2007-02-07 - ¿POSIBLE INTOXICACIÓN POR INSECTICIDAS?

Estoy encantada de haberos encontrado, porque por fin puedo contar mi historia a alguien. Permitidme que me explaye porque como veréis estoy absolutamente desesperada y no se lo puedo contar a nadie más.

Llevo sin abrazar a mis hijos desde hace 7 meses.
A primeros de mayo del año pasado cambié de trabajo, tuve una reunión con mi nuevo jefe para que me fijara los objetivos de mi nuevo trabajo, y yo con mi traje comprado el día anterior, toda maquilladita y resplandeciente, para "rebajarle" los objetivos. Cuando de repente me noto un picor insoportable detrás de la oreja y después de rascarme, no sé porque razón miré mi uña con una impecable manicura francesa y descubro un "elemento" negruzco de considerables dimensiones. Adiós muy buenas con la reunión de objetivos, estaba escopetada por salir de allí al baño. Efectivamente, en el baño sobre la encimera descubrí la característica forma del bichito en cuestión que solo reconocí por los folletos y documentales de mi colegio, porque, afortunada yo sin saberlo, jamás en mi época escolar sufrí la plaga.
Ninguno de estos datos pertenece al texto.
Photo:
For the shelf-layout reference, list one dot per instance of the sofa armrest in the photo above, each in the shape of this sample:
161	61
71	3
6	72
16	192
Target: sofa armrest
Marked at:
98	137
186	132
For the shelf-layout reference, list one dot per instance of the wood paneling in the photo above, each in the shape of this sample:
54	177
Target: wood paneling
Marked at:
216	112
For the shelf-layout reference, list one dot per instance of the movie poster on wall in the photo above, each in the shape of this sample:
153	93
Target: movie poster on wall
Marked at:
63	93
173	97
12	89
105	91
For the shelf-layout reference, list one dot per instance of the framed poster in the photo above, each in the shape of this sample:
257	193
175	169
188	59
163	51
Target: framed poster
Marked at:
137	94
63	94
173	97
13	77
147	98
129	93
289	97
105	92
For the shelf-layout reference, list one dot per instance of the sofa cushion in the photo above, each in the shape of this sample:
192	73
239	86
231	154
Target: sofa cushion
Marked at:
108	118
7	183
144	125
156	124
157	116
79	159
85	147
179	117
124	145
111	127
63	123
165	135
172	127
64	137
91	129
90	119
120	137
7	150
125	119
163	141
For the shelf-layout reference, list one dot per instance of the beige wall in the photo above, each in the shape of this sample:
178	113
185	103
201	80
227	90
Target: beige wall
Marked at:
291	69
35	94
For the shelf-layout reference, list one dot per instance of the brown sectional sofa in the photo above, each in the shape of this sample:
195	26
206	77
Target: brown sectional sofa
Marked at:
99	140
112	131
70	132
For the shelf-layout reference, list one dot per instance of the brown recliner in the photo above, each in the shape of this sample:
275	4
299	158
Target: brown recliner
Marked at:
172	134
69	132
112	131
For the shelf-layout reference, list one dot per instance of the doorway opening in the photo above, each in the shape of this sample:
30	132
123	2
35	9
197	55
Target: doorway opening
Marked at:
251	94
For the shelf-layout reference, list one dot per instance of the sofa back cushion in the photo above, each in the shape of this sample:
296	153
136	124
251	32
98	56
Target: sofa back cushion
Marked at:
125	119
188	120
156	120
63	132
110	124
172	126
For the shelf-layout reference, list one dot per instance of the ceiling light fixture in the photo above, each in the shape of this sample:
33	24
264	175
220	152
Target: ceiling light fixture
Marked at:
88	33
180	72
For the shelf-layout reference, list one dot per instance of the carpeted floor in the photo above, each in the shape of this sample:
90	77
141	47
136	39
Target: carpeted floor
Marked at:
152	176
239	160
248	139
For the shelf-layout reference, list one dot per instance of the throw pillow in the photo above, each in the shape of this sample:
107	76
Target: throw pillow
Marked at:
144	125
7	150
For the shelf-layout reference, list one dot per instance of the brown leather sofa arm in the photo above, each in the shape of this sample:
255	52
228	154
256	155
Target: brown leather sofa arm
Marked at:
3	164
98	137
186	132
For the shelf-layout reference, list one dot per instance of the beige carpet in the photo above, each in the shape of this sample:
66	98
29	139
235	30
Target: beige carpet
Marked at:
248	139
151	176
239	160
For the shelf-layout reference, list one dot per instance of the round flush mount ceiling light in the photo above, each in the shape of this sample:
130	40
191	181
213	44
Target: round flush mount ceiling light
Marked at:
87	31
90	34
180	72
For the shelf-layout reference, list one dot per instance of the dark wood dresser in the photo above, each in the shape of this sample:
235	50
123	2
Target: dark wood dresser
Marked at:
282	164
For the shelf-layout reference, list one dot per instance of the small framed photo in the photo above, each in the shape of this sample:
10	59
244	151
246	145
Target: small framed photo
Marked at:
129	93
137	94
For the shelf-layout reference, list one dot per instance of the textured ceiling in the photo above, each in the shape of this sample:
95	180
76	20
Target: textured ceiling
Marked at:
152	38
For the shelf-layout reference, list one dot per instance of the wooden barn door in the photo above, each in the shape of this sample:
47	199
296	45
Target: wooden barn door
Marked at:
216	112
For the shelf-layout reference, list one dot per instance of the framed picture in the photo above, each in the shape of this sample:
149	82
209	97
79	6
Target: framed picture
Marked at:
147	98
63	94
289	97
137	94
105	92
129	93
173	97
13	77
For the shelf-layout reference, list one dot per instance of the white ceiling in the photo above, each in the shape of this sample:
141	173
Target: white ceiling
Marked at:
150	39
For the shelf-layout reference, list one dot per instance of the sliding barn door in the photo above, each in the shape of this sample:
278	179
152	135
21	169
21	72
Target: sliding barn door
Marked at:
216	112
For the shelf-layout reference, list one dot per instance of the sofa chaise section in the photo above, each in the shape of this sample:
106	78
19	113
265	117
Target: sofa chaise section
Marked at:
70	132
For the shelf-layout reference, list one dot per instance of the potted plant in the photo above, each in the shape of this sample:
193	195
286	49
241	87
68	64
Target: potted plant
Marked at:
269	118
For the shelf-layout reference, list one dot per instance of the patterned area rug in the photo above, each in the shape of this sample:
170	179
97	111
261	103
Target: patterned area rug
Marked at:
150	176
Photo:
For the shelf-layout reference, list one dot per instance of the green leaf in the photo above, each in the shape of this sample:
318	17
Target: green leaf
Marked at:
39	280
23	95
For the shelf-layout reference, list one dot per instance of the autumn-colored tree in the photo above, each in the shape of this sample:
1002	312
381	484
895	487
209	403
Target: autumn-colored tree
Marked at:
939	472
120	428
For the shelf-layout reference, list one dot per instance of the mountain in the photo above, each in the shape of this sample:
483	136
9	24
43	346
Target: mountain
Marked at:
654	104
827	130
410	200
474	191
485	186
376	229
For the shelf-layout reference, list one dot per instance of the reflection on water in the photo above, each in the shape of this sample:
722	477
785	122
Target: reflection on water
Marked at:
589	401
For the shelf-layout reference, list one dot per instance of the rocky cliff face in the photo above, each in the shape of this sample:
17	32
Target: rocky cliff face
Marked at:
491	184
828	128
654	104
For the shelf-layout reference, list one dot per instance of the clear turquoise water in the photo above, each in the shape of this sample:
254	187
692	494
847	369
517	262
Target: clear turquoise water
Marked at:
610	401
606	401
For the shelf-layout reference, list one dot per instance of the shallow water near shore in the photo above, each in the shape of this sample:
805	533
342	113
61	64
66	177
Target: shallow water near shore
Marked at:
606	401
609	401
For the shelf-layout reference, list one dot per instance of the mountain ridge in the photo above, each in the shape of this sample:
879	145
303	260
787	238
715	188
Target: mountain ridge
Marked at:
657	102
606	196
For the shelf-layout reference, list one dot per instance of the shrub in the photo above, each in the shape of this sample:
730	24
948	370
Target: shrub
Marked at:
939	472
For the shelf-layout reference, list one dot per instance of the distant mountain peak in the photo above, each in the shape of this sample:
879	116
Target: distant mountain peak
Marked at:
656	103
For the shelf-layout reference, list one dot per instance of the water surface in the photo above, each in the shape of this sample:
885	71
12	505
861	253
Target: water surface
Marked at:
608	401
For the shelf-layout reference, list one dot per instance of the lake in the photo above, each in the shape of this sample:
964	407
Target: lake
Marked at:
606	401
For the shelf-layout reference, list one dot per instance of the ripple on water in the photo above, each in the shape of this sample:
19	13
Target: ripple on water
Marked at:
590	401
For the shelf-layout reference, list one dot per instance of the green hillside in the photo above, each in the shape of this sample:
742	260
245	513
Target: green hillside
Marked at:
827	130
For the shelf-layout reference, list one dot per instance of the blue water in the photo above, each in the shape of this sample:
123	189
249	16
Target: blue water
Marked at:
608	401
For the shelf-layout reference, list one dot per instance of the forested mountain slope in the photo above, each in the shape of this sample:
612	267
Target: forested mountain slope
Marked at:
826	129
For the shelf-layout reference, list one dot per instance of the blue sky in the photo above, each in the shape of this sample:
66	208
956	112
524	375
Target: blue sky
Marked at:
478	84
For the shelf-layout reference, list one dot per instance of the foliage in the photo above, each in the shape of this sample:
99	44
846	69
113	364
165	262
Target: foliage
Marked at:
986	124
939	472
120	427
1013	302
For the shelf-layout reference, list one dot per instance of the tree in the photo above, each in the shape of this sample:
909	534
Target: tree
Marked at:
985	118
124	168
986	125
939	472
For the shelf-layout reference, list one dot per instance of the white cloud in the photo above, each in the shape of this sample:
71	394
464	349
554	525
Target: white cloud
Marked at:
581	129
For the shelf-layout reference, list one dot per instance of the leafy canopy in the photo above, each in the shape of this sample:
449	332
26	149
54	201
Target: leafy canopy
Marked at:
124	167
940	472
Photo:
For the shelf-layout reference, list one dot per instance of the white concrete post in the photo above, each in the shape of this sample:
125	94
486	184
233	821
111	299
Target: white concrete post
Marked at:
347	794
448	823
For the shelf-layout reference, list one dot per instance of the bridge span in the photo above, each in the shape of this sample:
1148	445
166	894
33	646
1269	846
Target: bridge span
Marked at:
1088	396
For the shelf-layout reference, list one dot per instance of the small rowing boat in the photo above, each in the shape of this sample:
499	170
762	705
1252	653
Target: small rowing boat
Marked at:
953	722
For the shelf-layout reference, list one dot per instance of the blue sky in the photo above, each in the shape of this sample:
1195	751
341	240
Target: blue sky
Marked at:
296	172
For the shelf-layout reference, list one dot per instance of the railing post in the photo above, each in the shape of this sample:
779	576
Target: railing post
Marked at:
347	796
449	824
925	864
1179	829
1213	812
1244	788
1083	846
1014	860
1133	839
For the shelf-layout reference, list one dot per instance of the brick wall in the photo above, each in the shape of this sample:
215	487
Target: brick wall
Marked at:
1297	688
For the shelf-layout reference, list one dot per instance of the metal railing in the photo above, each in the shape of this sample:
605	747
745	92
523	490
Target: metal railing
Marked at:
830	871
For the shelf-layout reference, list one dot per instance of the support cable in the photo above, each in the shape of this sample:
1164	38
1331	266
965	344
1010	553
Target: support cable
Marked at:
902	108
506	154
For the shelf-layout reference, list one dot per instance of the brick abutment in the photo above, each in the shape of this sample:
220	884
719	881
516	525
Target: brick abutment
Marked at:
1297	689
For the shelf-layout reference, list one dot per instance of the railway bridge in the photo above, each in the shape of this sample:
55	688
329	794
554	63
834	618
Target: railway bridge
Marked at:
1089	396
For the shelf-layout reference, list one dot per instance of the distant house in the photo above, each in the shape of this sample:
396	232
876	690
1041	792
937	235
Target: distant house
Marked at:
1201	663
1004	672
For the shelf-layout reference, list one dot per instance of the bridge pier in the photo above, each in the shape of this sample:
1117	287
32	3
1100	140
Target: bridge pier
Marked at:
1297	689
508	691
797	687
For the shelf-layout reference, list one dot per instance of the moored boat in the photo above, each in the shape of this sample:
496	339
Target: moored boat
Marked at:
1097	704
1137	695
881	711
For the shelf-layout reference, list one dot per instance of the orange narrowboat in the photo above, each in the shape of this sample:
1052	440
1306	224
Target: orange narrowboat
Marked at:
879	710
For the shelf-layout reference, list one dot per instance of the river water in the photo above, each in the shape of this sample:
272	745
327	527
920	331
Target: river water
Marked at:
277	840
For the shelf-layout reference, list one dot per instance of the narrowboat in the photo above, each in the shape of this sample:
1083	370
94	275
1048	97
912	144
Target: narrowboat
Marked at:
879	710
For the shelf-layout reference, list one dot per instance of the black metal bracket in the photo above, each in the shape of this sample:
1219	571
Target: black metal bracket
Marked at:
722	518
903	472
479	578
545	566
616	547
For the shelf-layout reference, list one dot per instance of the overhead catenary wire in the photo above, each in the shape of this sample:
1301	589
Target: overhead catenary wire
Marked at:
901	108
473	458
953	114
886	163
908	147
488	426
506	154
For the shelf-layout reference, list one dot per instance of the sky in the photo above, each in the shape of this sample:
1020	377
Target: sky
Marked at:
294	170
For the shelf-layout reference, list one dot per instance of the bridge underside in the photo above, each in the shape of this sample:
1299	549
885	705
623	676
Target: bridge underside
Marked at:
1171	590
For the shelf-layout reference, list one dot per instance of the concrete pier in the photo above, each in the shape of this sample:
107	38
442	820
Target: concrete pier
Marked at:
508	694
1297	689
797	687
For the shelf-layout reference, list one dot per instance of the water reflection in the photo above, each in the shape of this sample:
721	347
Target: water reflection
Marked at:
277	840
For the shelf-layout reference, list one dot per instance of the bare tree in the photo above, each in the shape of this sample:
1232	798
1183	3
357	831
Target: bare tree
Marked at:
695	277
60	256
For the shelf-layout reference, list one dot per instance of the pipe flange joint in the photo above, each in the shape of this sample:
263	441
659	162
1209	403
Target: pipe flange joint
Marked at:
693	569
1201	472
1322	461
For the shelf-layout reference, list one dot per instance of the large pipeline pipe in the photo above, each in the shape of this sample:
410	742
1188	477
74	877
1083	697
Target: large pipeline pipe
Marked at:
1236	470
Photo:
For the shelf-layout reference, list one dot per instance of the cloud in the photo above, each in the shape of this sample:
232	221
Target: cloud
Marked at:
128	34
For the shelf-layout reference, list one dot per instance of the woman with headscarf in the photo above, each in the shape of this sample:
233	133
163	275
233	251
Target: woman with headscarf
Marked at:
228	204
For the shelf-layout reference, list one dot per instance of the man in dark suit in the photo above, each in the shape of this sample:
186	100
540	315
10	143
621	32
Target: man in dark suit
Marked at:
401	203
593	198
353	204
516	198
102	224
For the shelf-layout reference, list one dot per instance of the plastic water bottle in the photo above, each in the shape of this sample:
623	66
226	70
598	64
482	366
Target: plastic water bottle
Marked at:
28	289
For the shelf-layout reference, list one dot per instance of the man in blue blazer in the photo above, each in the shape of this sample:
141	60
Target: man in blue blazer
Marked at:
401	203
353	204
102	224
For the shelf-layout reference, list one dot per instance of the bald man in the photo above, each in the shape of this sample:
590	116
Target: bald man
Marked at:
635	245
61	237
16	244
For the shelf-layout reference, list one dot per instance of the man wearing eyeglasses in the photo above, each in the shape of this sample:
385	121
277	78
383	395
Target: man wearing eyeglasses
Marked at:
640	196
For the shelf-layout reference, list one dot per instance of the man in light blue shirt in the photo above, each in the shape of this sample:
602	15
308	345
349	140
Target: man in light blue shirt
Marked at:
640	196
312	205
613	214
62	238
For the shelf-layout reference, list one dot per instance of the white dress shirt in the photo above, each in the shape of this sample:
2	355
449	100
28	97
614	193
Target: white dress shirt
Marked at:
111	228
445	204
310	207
Pues bien, desde entonces no los he soltado. El primer tratamiento fue FREE LEND, no los mataba pero si inmovilizaba a algunos, fue horroroso. Ese fin de semana me iba a la sierra a casa de mis padres con los niños y me lo pase entero en el baño viendo cómo los bichos de 3 o 4 milímetros (verdaderas bestias) caían a discreción en el lavabo acompañados de mis gritos de película de miedo, porque por aquel entonces yo era bastante asquerosita de esos y otros bichos, (ahora ya soy una campeona, hasta les hablo por las noches). Mi madre me paraba por la espalda porque a 4 metros llevando un vestido blanco había visto un bicho negro en mi trasero (decía que no había visto nada igual ni en la posguerra) y lo vimos con lupa y era un piojo. Revisamos a mis hijos y tenían alguna que otra liendre. Contagiamos a toda la familia.

Nos pusimos OTC Permetrina mi madre, mi hermano mayor, mis hijos y yo. Mi hermano pequeño se rapó al cero, mi padre casi me echa de su casa cuando mi madre le enseñó los cabezales de las almohadas de mis hijos, y en la intimidad también se lo puso.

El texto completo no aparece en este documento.